Claire had lost her life but she’d been unable to find her peace. She protected a young woman who would have died soon after, had his sister not died. Her spirit protected that young woman now. Protected her in ways Linc had fought to understand for years.
He’d failed Claire; he’d been determined he wouldn’t fail in protecting Cat. But he had. He hadn’t realized the evil his father was in time, and Claire had suffered again alongside Cat.
He would kill Raymond if he ever faced him again, Linc feared. No man should ever face that within himself. But if he ever faced Raymond again, then the bastard would suffer . . .
? ? ?
The tiger’s roar shattered the silence of the night, jerking Cat from the diagram Keenan had laid on the patio table just outside the kitchen.
“That’s one pissed-off tiger.” The reflection in his voice, not to mention the understatement, was almost amusing.
“It won’t take him long to get here.” She sighed. “He’s incredibly fast when he gives in to the full primal abilities he possesses.”
Keenan gathered up the papers, folded them and shoved them in the leather vest he wore. “Did you see enough of the plans?”
She’d seen all of them. The maps and diagrams as well as the locations of the Reever security details. All she’d needed was one look, a glance at best, to imprint them on her memory.
“I saw enough,” she assured him. “We won’t have long before Graeme realizes I’m gone and manages to track me down.
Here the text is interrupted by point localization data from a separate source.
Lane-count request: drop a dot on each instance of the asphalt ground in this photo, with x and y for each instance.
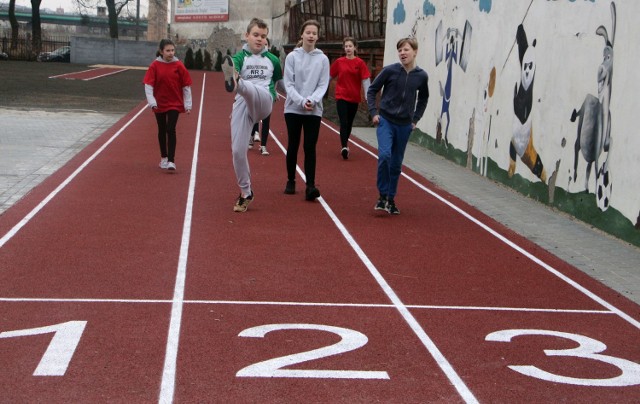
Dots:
(47, 121)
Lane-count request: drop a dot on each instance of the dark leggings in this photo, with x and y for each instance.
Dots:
(346, 113)
(264, 133)
(311, 125)
(167, 122)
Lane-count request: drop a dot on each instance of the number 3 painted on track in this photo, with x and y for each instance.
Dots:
(350, 340)
(588, 348)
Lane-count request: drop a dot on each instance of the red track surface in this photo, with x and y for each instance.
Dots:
(168, 284)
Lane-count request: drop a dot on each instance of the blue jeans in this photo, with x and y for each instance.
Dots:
(392, 143)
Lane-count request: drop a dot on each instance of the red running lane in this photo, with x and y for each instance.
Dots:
(429, 298)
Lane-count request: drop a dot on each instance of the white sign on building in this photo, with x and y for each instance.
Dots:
(201, 10)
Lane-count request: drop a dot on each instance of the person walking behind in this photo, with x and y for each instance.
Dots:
(351, 73)
(261, 134)
(252, 74)
(167, 86)
(306, 79)
(401, 84)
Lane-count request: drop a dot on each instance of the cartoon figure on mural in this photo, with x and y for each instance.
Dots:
(452, 40)
(522, 135)
(483, 154)
(594, 121)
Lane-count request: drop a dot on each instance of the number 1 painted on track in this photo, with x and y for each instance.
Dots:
(65, 340)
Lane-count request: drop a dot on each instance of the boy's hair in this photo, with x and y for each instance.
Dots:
(163, 44)
(309, 22)
(411, 41)
(257, 22)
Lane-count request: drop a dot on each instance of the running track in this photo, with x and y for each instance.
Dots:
(120, 282)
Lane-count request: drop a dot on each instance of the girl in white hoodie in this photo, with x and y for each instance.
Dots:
(306, 79)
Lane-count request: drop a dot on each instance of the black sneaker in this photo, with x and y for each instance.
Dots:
(392, 208)
(312, 193)
(242, 203)
(229, 71)
(290, 189)
(381, 204)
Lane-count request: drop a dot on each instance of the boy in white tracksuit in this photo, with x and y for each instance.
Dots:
(306, 79)
(252, 73)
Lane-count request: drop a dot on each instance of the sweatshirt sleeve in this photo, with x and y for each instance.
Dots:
(148, 92)
(423, 98)
(374, 88)
(186, 95)
(323, 83)
(289, 81)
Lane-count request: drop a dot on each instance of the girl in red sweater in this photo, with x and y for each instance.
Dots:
(167, 86)
(351, 72)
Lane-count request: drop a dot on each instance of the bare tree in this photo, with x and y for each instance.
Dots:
(114, 9)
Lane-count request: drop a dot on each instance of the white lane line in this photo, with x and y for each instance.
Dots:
(15, 229)
(169, 371)
(302, 304)
(515, 246)
(105, 75)
(431, 347)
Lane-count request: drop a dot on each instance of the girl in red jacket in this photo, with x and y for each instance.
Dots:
(167, 86)
(351, 72)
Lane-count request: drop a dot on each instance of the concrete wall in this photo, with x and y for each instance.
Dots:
(567, 139)
(112, 51)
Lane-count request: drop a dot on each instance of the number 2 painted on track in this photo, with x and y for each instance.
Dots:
(350, 340)
(588, 348)
(65, 340)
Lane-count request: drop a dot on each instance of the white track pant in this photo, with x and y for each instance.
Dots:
(252, 104)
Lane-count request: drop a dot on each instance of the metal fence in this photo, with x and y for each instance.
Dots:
(23, 47)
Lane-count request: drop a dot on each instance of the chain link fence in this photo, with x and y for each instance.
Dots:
(22, 49)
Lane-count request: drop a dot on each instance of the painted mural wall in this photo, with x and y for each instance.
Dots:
(523, 91)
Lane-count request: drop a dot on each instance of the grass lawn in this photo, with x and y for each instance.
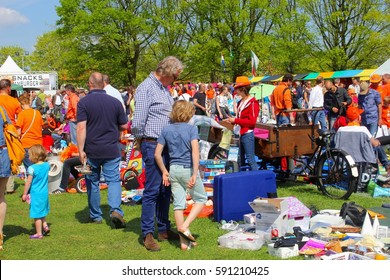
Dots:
(71, 239)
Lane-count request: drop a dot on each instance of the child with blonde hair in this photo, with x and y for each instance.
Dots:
(37, 184)
(181, 140)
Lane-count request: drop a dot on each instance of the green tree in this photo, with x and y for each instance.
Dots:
(289, 51)
(351, 34)
(112, 33)
(18, 54)
(230, 26)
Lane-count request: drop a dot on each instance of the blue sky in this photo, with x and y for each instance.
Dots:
(22, 21)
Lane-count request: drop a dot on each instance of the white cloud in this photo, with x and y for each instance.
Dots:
(10, 17)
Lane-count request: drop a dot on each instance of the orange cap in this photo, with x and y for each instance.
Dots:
(353, 113)
(375, 78)
(242, 81)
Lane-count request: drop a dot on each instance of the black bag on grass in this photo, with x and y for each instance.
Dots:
(353, 214)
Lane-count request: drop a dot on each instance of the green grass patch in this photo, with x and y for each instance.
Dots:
(71, 239)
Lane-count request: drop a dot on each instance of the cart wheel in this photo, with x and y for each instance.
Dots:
(334, 174)
(217, 152)
(130, 179)
(81, 186)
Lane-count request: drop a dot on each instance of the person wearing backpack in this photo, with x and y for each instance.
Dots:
(281, 99)
(5, 173)
(316, 101)
(29, 125)
(13, 108)
(336, 101)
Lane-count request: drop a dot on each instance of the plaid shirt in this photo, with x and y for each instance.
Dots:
(153, 105)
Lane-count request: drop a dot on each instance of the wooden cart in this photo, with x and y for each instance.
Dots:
(285, 141)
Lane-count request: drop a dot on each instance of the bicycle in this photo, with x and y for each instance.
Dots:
(333, 170)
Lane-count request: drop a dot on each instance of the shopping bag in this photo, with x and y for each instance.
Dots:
(382, 131)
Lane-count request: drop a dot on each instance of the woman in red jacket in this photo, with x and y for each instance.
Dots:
(245, 121)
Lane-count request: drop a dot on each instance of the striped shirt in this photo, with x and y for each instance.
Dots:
(153, 105)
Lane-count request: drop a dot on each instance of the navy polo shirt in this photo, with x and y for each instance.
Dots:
(104, 114)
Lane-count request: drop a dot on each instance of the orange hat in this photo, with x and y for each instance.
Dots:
(375, 78)
(353, 113)
(242, 81)
(364, 88)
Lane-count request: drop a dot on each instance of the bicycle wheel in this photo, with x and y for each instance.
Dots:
(81, 186)
(335, 175)
(217, 153)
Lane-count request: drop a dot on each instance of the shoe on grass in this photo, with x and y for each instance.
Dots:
(58, 191)
(118, 220)
(151, 244)
(167, 235)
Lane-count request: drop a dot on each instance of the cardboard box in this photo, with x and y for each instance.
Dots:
(241, 240)
(281, 213)
(250, 219)
(346, 256)
(268, 214)
(283, 252)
Let General Roberts know we’ll have to stick strictly to the plan. Any deviations and I’m out of there. For both our sakes.”
“I’ll inform him of this.” He nodded in assurance, those wild Eagle eyes watching her far too closely. “Will you weather the storm your mate brings with him, though?”
“Weather the storm,” what a very apt phrase. Graeme was definitely a storm no matter his mood. Enraged Gideon or the slightly mad Graeme, whichever face he showed at the moment, he was still like a tornado sweeping through her life.
“Graeme’s storms are well known to me,” she promised, a small smile curling at her lips. “Weathering them is always an adventure, but not in the least dangerous.”
“To you,” he pointed out. “It seems the beast does have a leash, no matter what others believe.”
“Well then, let’s just keep that between ourselves,” she suggested. “Go now, Keenan, before he’s close enough to realize you’ve been here. When the beast is loose his senses are far too adept.”
With a nod, he phased from sight and a moment later a hard push of wind signaled his departure.
Turning, she watched the back wall Graeme had disappeared over hours before, knowing he’d return the same way. Where he’d gone she had no idea. He’d slipped from her, believing she slept, thinking he could sneak away from her so easily.
As curious as she had been over where he was going, who he was meeting with, because she knew he was meeting with someone, still she’d taken the opportunity to meet with Keenan rather than follow him. This meeting with Honor’s parents had been years in the making. Their desperation to finally see the daughter they’d released, rather than chance losing forever, was like a hunger ravaging their lives.
Cat had contacted them years before, giving them periodic reports on the child they feared they’d never see again. Now it was time to instigate a meeting that would fully awaken Honor.
What would happen to Liza, though, she wondered, and Claire? They had sacrificed the peace they had deserved to find to protect Cat and Honor over the years.